Watching Government: Small world

Nov. 12, 2001
When it comes to climate change policy, US energy executives worry.

When it comes to climate change policy, US energy executives worry. They fret over when or how the United Nations will enforce a treaty. They are anxious billion-dollar investments may not make sense if the rules keep changing. Yet even more distressing to them are states seeking mandatory carbon dioxide emission reductions in the absence of federal standards.

"We're seeing carbon regulation from the ground up, at the county level-at Suffolk County in New York-[and] at the state level throughout New England and in Oregon and Minnesota and elsewhere," Mike Marvin, president of the US Business Council for Sustainable Energy said last month at an Evolution Markets brokerage firm teleconference.

The council includes energy companies whose members already have made investments because they assumed the US would regulate CO2, either as part of the UN Kyoto Protocol or on its own.

"Here's the dilemma, [if] you are looking to do a clean energy program.
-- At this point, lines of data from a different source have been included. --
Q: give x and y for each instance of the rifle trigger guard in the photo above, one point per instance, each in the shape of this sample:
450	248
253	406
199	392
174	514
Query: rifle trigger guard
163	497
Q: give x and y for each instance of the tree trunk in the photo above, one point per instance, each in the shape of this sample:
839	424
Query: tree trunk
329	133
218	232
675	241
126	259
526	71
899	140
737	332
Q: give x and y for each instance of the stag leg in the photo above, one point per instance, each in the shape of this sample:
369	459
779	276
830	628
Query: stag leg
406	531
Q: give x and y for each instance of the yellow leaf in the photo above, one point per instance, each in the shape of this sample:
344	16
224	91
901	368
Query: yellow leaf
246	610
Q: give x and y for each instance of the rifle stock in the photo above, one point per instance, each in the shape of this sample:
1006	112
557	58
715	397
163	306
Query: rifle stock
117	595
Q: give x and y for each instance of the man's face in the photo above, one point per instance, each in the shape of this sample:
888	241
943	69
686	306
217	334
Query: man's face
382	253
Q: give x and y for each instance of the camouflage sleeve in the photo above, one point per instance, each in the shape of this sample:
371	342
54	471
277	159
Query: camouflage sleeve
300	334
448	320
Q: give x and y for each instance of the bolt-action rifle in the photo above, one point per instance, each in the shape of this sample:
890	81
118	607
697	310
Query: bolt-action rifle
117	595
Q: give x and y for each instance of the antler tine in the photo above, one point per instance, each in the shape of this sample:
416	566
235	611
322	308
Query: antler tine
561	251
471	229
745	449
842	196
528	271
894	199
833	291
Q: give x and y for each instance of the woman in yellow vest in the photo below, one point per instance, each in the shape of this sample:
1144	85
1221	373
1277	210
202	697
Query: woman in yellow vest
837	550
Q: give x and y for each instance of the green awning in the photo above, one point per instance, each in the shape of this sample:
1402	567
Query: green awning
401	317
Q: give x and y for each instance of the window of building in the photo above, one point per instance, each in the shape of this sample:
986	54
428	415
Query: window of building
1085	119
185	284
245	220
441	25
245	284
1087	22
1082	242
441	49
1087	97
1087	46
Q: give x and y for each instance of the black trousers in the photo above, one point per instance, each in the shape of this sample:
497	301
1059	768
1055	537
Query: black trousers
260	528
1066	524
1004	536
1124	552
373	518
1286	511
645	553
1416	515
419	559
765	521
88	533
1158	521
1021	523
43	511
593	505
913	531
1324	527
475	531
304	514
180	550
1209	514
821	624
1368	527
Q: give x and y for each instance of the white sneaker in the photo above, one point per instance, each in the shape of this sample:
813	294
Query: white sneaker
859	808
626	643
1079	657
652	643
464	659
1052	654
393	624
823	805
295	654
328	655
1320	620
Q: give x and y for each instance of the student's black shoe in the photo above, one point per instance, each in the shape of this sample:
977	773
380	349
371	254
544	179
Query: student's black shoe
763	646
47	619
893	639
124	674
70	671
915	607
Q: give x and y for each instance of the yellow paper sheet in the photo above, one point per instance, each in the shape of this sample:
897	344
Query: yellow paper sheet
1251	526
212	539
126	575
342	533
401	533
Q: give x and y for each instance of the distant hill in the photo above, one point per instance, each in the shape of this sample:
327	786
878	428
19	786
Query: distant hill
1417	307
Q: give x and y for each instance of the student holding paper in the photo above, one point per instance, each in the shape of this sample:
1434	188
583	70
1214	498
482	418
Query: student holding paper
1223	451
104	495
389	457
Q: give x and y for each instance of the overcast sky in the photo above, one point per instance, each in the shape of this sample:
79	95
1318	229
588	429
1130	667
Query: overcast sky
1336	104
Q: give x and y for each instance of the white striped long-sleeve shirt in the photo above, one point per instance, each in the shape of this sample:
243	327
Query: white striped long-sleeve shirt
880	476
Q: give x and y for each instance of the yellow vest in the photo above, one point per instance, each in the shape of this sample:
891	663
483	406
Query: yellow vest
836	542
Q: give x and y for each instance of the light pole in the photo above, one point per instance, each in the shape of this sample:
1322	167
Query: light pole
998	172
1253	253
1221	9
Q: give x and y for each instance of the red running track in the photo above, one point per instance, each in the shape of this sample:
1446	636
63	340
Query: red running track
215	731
You want to make sure that the credits are accounted for here on the local level, as you have those restrictions. But conversely you want to make sure that you have a sellable, fundable emissions credit for any global market. So the US nonparticipation really starts to put companies that are looking to do the right thing in a real bind," Marvin said.

Local worries

US officials agree that the federal government, not individual states, should oversee climate change policy, because it is both a foreign affairs and a public health issue. States that seek CO2 rules may in fact be making the problem worse by creating even more uncertainty for businesses that fear they may be embroiled in legal disputes to avoid complying with competing regulations.

"It's a scenario even worse than Kyoto," in the words of one US policy-maker.

But the Bush administration isn't buying Marvin's argument that the answer is to ratify Kyoto-a policy they say costs too much and may be unenforceable.

Having the US regulate CO2 as a pollutant may still be problematic because it could create big increases in retail electricity rates, some White House officials say.

States should be patient and be aware that an interagency task force plans to offer its own blueprint to deal with the issue, US officials say.

Congressional solutions

Lobbyists think the White House may also be hoping Congress helps make its job easier by passing generous clean energy tax incentives that may take the pressure off them in the short term until policy-makers can refocus on the administration's own Kyoto alternative.

White House officials could be hoping new tax incentives may help discourage other states from taking on an issue that should be left up to the federal government to decide.

But too much stalling by policy-makers in Washington may mean more states will try to fill the policy vacuum on their own, making a tough problem even worse.